Caesar was also the subject of scrutiny and suspicion. Had Volturcius and the Allobroges implicated him as well? And had those charges been suppressed by the Senate and censored by Cicero in his speech, because they did not want a confrontation with Caesar? Or were these assertions merely rumours circulated by Caesar's enemies? Whatever the truth of the matter, the rumours against Caesar were widespread. So strong did feelings run among the armed men assigned to protect the Temple of Concord — all equestrians and partisans of Cicero — that when Caesar was leaving the building that afternoon they shouted threats and brandished their swords at him. According to those who were there, Caesar's dignity never faltered, and once he was clear of the cordon he quipped, 'What a foul mood these dogs are in; has their master not ted them lately?'
That day the senators voted on the treasonable conduct of the prisoners, and after a brief debate pronounced them all guilty. Whether or not this constituted a legal trial was a question that would loom large for years to come. The senators also voted to give substantial rewards to the Allobroges and to Volturcius.
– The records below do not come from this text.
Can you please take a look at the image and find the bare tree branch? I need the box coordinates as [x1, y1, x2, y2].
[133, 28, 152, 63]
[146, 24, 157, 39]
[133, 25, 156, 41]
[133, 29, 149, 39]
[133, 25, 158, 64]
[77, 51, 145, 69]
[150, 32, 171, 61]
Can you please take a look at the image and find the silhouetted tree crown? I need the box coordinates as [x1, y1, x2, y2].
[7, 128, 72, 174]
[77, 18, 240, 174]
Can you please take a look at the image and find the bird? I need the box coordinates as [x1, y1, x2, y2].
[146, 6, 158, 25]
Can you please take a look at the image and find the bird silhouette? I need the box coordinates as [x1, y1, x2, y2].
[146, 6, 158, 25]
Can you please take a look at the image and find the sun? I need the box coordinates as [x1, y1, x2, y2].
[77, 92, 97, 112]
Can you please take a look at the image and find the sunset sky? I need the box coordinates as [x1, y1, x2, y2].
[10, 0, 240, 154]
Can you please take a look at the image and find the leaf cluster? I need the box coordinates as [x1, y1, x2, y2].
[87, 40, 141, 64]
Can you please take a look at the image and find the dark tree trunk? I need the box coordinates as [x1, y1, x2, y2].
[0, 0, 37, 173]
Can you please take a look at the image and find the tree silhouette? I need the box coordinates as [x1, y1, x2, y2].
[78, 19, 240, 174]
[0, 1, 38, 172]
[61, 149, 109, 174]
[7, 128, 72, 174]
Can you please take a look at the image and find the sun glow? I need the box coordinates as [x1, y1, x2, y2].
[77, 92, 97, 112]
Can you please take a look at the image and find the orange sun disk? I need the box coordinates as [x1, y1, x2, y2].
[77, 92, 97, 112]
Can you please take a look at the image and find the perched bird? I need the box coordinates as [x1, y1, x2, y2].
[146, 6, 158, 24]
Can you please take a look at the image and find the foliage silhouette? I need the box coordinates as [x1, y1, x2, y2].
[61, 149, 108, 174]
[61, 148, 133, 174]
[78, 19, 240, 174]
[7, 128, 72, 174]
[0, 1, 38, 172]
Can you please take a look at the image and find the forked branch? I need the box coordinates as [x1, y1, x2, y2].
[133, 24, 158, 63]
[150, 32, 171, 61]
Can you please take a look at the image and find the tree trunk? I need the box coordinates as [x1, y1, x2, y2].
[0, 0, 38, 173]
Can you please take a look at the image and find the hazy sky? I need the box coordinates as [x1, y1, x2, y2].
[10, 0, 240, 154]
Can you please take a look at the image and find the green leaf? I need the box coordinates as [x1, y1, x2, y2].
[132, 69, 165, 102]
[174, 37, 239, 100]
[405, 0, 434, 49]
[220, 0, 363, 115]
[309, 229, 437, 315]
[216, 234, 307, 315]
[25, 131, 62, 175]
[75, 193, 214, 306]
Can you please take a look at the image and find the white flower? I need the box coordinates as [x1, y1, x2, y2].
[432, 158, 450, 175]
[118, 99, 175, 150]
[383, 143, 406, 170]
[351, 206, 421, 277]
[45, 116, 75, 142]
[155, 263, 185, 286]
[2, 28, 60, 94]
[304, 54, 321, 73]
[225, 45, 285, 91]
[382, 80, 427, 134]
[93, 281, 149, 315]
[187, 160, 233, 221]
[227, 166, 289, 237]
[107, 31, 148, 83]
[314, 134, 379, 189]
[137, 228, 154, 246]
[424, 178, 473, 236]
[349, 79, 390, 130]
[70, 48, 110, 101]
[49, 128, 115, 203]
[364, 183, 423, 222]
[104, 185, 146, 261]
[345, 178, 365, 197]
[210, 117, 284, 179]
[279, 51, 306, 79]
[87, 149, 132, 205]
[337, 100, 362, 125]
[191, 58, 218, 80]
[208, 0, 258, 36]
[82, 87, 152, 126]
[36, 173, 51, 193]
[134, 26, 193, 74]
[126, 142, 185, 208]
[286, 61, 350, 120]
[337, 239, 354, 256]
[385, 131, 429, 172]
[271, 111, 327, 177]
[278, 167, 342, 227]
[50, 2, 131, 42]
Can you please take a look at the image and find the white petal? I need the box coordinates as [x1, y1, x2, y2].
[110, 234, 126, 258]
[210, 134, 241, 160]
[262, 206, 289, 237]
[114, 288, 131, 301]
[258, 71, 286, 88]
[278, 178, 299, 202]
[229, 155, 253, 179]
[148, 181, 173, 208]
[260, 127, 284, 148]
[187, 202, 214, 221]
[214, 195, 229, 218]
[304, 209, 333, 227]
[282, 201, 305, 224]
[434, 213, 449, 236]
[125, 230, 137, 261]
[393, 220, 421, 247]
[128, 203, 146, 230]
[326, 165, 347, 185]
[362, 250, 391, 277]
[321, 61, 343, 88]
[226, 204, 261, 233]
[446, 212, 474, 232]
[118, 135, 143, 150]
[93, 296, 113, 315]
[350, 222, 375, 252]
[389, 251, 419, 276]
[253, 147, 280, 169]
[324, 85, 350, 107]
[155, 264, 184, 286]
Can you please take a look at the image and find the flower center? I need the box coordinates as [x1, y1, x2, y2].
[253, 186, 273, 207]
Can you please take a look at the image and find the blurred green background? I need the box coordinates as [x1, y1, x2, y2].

In the shops and taverns and open squares, details began to circulate about the uprising that had allegedly been scheduled to coincide with the Saturnalia. The entire Senate was to be killed along with as many citizens as possible in an indiscriminate slaughter; only the children of Pompey were to be taken alive, as hostages to keep the great general at bay. A hundred men had been recruited to set fires all over the city and to demolish the aqueducts, so that the fires would burn unchecked; anyone bearing water to extinguish the blazes was to be slain on the spot. Which of these details was authentic and which fantastic? It was impossible to tell, for as soon as one heard a rumour, another arose to contradict it. A silver merchant near the Forum told me he had seen with his own eyes the enormous cache of newly sharpened swords and incendiary material that had been discovered in the house of Cethegus, and that Cethegus's household consisted of a fierce coterie of highly trained gladiators; a few steps away and a few moments later, a wine merchant who claimed to have visited Cethegus only two days before his arrest said that the only weapons at the house were a collection of harmless ceremonial heirlooms, that he kept only a handful of bodyguards (like every senator), and that his house contained no more kindling and brimstone than any other.